Da mesma forma, em Accra, Gana, centenas de rochas irregulares foram adicionadas sob estradas e pontes para evitar que os moradores de rua dormissem ali. Cidades de toda a Europa adicionaram pequenos pinos metálicos e balizadores nos degraus das vitrines das lojas, impedindo que qualquer pessoa se sentasse. Muitas cidades do Reino Unido instalaram barras de metal nos bancos para evitar que os sem-teto dormissem neles, dificultando o uso do público em geral, enquanto na Rússia, os municípios adicionaram cadeados aos bancos públicos, dobrando-os e trancando-os durante a noite.

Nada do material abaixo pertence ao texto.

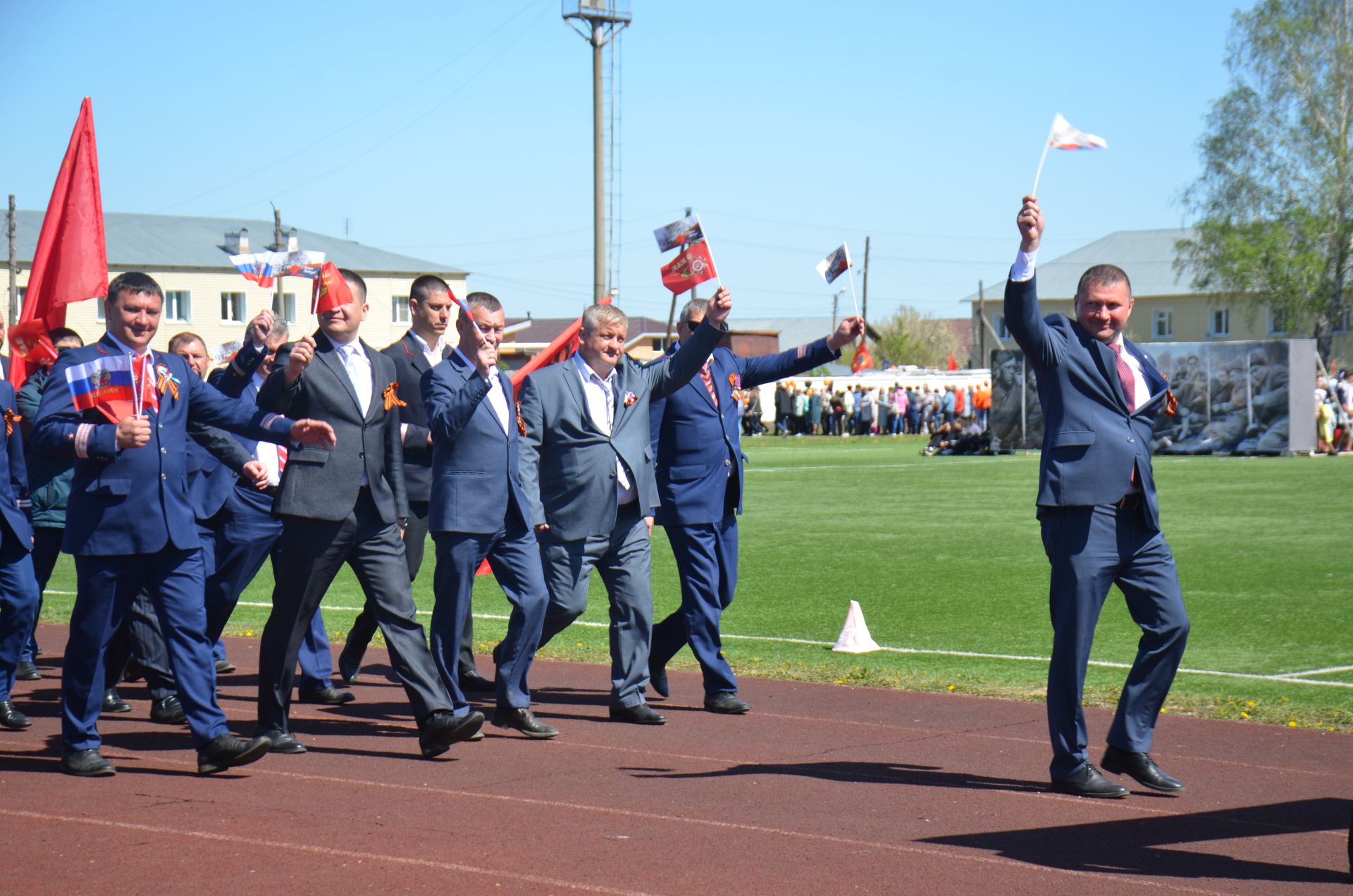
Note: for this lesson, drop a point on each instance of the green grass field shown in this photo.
(944, 554)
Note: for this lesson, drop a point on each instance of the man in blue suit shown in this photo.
(130, 525)
(696, 433)
(588, 470)
(1096, 504)
(479, 511)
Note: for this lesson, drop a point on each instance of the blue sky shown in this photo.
(462, 133)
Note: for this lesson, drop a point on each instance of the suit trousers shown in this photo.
(247, 536)
(1091, 549)
(106, 587)
(624, 559)
(18, 605)
(707, 556)
(416, 542)
(514, 558)
(310, 554)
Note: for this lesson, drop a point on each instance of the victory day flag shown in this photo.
(835, 264)
(330, 290)
(1066, 137)
(70, 261)
(692, 267)
(679, 233)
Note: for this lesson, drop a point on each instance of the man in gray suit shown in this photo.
(588, 470)
(347, 505)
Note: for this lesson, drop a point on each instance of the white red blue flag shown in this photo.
(835, 264)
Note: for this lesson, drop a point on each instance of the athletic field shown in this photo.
(944, 555)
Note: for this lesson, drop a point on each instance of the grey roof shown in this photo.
(159, 242)
(1147, 255)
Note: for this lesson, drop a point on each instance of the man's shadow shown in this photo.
(1149, 846)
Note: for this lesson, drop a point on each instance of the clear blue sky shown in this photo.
(462, 133)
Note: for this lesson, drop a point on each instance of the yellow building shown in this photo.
(190, 259)
(1166, 309)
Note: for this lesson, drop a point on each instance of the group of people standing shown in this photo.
(321, 452)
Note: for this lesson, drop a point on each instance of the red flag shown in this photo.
(32, 343)
(70, 263)
(689, 268)
(330, 290)
(861, 359)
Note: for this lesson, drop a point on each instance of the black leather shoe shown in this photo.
(658, 680)
(444, 728)
(16, 721)
(1142, 768)
(727, 703)
(168, 711)
(1088, 781)
(350, 664)
(473, 681)
(328, 696)
(87, 764)
(523, 721)
(639, 715)
(283, 742)
(228, 752)
(113, 703)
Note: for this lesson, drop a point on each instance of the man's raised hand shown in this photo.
(720, 306)
(133, 432)
(848, 330)
(1030, 223)
(313, 432)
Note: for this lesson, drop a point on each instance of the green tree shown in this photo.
(911, 337)
(1275, 201)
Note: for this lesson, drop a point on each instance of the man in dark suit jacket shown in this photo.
(347, 505)
(697, 444)
(1096, 502)
(588, 470)
(130, 525)
(421, 348)
(479, 512)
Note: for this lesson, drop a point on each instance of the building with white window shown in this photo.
(190, 259)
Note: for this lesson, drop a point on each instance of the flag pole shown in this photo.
(1044, 157)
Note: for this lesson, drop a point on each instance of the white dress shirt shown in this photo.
(601, 408)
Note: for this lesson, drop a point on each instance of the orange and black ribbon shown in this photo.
(391, 396)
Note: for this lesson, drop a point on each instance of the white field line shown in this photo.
(1290, 677)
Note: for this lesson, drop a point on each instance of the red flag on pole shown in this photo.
(70, 263)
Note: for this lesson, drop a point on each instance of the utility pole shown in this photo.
(603, 19)
(11, 224)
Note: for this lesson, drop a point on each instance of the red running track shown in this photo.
(820, 790)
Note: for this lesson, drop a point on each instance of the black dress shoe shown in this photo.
(168, 711)
(639, 715)
(1142, 768)
(523, 721)
(283, 742)
(727, 703)
(87, 764)
(16, 721)
(228, 752)
(473, 681)
(658, 680)
(113, 703)
(1088, 781)
(328, 696)
(443, 728)
(350, 664)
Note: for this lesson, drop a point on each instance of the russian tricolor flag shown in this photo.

Embora as condições de vida dos moradores de rua tenham sido minuciosamente examinadas e pesquisadas, pouco foi feito para fornecer uma solução sustentável. Em primeiro lugar, uma análise aprofundada das causas reais que levam as pessoas a viver na rua é crucial para a concepção de medidas políticas adequadas, uma vez que muitas são frequentemente ignoradas ou mal interpretadas. Por exemplo, uma das crenças mais comuns é que a falta de moradia é resultado de desafios individuais e não de desigualdades nas políticas habitacionais, serviços públicos e emprego. O Conselho de Direitos Humanos e todos os seus Estados assumiram o compromisso internacional de resolver a falta de moradia ao adotar a Agenda 2030 para o Desenvolvimento Sustentável, concordando em “garantir o acesso de todos a moradias e serviços básicos adequados, seguros e acessíveis, e melhorar as favelas” até 2030 .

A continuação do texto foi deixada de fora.